Description
TensorRT int8 slower than FP16,
Environment
TensorRT Version: 10.2.0.19
GPU Type: RTX 3090
Nvidia Driver Version: 530.30.02
CUDA Version: 11.3
CUDNN Version: 8.2
Operating System + Version: Ubuntu 20.04.2 LTS
Python Version (if applicable): 3.8.5
TensorFlow Version (if applicable):
PyTorch Version (if applicable): 1.10
Baremetal or Container (if container which image + tag):
Relevant Files
Steps To Reproduce
1. convert pytorch model to onnx
import torch
import torch.nn as nn
class test_net(nn.Module):
def __init__(self, in_channels, out_channels):
super(test_net, self).__init__()
self.conv1 = nn.Conv2d(in_channels=in_channels, out_channels=out_channels, kernel_size=3,bias=True, stride=1, padding=1)

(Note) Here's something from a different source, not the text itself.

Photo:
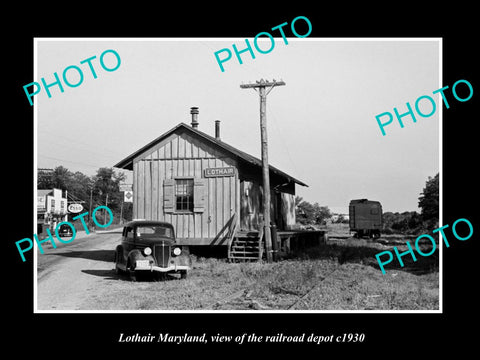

self.conv2_1 = nn.Conv2d(in_channels=out_channels, out_channels=out_channels, kernel_size=3,bias=True, stride=1, padding=1)
self.conv2_2 = nn.Conv2d(in_channels=out_channels, out_channels=out_channels, kernel_size=3,bias=True, stride=1, padding=1)
self.conv2_3 = nn.Conv2d(in_channels=out_channels, out_channels=out_channels, kernel_size=3,bias=True, stride=1, padding=1)
self.act = nn.ReLU()
def forward(self, x):
x1 = self.conv1(x)
x2_1 = self.conv2_1(x1)
x2_1 = self.act(x2_1)
x2_2 = self.conv2_2(x2_1)
x2_2 = self.act(x2_2)
x2_3 = self.conv2_3(x2_2)
x2_3 = self.act(x2_3)
output = x1+x2_3
# output = x2_3
return output
model = test_net(3,16)
input_patch = torch.rand((1,3,3008,4000)).cuda()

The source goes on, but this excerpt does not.